AOC may force House lawmakers to return to Washington for coronavirus relief package vote

AOC may force House lawmakers to return to Washington for coronavirus relief package vote

Rep. Alexandria Ocasio-Cortez said she might force her House colleagues to return to Capitol Hill to vote on a major economic relief bill meant to help people and businesses struggling because of the coronavirus pandemic.

Concerned that the $2 trillion package may do too many favors for corporations, the freshman New York Democrat told CNN she is considering taking a stand against a deal that has bipartisan support by objecting to unanimous approval.

Ocasio-Cortez said she is “open” to forcing a recorded vote, which would require lawmakers to return to Washington, D.C., to cast their votes in-person, “if necessary.” She also acknowledged that doing so would be unpopular with other legislators.

“With the health risks of travel, there is no easy choice here. But essential workers are showing up and putting their health at risk every day, and if the final text of a bill is set up to hurt them, it may be something we have to do,” she said.

Such a move could delay the final passage of the coronavirus emergency relief spending bill. Bipartisan leaders in the House and Senate said they hoped to pass it quickly, but they must first convince rank-and-file lawmakers to support it. Earlier in the day, Majority Leader Mitch McConnell said the Senate will take up and pass the legislation on Wednesday.

The bill will provide direct cash payments to individuals and families, small business grants, aid to states and healthcare facilities, and loans to big corporations.

House leaders favor a voice vote that would not require all 430 sitting members of Congress to return to the Capitol.
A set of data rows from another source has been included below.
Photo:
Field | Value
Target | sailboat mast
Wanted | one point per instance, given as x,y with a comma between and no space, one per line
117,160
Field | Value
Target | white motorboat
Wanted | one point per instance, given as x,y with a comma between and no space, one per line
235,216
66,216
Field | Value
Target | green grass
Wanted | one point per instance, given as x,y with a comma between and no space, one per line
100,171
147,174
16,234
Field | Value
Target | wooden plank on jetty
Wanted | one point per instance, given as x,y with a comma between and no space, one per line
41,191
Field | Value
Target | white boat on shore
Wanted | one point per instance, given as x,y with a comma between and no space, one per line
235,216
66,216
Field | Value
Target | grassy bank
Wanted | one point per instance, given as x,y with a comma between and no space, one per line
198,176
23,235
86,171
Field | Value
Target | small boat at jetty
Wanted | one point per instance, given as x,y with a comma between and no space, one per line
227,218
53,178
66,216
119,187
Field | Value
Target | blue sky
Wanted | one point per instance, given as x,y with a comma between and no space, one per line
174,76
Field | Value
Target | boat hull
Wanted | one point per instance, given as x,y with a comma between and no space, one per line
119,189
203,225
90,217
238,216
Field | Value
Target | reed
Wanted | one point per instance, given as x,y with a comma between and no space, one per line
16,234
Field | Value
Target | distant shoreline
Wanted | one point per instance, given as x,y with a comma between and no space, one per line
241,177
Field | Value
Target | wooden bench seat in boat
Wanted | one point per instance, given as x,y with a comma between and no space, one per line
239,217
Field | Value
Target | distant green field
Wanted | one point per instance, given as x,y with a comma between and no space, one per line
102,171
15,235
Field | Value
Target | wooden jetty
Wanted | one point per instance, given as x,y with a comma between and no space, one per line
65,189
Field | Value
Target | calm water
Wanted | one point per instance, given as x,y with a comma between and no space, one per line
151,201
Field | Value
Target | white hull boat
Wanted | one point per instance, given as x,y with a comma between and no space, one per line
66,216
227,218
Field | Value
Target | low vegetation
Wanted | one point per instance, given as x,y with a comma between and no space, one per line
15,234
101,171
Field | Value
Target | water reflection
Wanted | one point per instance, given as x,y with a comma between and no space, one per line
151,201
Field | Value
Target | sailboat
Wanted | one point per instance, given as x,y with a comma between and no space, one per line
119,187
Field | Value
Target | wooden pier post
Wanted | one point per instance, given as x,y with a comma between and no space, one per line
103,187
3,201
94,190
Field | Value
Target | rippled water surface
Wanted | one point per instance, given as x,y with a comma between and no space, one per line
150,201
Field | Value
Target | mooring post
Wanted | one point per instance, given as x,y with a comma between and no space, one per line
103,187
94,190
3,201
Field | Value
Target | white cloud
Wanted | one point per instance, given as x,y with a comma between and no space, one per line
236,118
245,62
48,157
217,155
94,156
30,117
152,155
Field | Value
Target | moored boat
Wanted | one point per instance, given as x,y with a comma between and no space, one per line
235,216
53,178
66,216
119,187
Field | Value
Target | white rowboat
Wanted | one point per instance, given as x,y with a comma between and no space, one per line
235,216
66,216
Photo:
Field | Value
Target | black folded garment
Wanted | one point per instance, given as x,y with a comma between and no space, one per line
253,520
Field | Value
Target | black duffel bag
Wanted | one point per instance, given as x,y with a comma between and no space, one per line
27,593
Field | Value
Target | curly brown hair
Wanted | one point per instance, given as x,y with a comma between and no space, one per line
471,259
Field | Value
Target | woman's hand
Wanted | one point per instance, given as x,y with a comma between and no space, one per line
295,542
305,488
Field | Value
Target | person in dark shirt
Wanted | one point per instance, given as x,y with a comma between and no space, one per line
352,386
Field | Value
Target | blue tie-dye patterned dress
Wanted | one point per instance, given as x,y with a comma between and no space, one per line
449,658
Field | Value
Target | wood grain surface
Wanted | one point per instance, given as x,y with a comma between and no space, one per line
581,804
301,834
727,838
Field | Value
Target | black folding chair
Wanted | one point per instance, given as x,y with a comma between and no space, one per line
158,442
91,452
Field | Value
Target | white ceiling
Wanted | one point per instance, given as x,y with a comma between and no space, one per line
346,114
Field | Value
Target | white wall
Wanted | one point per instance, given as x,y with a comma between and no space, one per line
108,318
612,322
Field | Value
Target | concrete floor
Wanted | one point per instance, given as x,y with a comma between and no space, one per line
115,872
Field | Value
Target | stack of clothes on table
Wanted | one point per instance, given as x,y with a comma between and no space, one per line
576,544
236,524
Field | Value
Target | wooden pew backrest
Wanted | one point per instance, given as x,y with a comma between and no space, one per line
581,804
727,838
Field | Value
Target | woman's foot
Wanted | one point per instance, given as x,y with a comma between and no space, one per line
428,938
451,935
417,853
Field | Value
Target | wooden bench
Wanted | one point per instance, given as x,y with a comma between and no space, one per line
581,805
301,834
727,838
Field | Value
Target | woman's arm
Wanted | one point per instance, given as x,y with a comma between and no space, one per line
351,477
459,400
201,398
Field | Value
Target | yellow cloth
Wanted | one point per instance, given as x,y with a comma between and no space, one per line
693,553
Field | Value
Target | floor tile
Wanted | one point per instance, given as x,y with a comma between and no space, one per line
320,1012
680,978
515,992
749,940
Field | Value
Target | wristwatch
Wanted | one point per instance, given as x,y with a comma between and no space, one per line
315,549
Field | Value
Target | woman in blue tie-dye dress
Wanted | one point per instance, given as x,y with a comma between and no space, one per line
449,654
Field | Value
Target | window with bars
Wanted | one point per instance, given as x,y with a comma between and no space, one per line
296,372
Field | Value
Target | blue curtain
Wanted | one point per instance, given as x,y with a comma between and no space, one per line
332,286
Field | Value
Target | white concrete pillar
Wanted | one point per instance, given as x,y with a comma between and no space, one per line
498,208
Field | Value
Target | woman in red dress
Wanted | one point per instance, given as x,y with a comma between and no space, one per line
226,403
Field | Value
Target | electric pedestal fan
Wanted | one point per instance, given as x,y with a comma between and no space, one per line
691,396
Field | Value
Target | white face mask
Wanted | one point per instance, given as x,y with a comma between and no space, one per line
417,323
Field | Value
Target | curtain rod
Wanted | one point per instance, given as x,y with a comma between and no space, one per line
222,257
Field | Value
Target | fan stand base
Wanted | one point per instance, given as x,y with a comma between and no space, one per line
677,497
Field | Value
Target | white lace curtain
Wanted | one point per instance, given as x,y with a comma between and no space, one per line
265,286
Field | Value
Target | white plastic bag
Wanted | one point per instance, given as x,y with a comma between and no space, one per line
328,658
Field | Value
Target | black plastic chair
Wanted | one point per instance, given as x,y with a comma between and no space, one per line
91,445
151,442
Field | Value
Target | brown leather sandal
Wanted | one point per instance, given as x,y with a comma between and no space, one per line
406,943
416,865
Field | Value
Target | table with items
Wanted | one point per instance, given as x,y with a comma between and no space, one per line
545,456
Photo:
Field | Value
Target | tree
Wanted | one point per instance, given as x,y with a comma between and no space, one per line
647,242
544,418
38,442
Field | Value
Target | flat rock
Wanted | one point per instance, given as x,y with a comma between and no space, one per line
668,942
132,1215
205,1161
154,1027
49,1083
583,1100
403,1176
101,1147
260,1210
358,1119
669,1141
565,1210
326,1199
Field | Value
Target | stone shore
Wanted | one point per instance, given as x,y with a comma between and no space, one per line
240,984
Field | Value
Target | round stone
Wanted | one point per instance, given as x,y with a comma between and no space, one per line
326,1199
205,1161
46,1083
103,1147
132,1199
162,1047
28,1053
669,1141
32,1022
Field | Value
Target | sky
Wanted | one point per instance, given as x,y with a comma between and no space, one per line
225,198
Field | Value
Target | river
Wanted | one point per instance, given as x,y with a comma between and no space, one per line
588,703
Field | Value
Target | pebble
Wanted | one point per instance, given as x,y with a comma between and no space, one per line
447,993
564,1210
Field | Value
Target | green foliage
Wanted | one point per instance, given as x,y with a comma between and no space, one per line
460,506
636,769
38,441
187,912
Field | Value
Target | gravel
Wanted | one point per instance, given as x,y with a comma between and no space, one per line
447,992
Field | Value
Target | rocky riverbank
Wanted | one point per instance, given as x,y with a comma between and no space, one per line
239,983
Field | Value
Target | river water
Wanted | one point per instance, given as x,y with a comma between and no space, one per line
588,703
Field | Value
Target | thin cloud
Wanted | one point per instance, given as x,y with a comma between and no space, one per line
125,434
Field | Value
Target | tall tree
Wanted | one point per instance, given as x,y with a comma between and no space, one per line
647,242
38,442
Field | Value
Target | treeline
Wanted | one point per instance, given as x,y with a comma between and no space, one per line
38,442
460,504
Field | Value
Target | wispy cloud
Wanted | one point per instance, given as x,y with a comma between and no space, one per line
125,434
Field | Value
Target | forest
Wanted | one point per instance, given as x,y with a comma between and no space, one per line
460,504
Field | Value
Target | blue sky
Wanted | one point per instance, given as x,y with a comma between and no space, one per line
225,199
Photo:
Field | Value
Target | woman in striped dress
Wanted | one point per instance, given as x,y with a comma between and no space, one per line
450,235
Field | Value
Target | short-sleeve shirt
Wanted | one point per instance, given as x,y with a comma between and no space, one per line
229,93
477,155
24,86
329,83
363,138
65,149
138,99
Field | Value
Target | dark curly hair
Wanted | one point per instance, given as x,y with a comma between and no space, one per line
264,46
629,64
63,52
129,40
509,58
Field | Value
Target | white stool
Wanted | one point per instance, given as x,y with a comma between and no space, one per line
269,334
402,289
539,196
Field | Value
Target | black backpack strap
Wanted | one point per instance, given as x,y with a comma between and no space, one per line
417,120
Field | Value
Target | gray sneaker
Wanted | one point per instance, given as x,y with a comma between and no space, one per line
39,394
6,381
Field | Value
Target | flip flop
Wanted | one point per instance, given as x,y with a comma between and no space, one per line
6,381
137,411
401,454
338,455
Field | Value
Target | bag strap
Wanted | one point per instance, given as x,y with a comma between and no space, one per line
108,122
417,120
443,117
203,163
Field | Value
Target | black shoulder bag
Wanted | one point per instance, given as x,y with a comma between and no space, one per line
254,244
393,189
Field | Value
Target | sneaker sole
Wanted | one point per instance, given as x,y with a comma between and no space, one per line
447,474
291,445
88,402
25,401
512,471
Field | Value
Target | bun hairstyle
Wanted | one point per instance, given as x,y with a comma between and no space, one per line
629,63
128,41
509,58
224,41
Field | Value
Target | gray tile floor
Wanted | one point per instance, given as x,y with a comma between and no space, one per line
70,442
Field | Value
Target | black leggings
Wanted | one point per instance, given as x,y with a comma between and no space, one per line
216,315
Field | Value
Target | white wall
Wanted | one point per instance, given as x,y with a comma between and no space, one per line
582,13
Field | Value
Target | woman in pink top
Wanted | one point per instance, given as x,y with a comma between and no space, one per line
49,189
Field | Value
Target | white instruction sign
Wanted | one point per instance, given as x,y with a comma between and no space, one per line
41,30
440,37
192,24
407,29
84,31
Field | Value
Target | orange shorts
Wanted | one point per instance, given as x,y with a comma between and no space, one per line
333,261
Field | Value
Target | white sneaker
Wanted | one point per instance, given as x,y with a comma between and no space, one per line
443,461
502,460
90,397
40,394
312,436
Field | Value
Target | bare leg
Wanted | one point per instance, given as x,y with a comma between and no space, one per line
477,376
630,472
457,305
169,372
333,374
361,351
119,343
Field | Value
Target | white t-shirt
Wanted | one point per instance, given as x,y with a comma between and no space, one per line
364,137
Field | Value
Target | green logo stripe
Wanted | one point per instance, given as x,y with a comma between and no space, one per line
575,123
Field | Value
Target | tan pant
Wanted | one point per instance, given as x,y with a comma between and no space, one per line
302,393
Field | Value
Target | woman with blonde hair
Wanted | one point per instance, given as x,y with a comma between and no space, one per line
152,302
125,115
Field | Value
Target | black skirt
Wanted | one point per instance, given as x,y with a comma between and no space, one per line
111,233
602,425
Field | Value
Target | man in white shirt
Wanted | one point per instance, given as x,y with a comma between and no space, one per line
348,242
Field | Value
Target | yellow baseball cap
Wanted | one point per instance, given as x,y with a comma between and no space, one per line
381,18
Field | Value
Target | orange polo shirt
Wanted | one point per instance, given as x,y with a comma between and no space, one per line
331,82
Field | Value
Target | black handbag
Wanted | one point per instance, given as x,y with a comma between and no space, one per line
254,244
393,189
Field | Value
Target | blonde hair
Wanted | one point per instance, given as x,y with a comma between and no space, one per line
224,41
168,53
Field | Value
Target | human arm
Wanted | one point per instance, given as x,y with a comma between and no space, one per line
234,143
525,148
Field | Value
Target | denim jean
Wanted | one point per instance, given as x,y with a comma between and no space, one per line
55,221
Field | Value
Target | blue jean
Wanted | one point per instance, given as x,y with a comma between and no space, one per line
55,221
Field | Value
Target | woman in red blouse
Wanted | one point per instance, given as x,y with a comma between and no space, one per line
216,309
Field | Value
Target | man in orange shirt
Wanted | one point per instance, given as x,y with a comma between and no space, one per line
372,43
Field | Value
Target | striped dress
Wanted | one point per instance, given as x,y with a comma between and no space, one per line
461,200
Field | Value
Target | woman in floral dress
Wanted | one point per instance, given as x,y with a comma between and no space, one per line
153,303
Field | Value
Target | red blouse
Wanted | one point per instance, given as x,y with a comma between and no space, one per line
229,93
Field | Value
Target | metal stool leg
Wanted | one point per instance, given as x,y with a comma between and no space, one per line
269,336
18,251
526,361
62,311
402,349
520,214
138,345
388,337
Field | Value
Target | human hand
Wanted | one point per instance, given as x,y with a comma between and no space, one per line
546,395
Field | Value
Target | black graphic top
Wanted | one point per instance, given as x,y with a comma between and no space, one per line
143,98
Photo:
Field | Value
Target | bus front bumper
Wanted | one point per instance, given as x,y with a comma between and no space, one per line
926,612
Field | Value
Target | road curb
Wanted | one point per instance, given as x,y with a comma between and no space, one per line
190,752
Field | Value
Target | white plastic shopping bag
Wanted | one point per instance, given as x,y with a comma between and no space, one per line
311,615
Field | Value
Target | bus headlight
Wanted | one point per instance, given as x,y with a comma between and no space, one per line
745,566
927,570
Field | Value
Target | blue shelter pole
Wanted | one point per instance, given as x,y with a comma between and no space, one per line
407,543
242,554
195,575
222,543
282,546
But the bill can only pass without a roll-call vote if no lawmakers object. Any lawmaker can block a unanimous consent agreement, which will make it difficult to pass the legislation without summoning back the full House.

Two House members and one senator, Republican Rand Paul of Kentucky, have tested positive for the virus, and several others have decided to quarantine themselves after being in contact with someone who tested positive for it.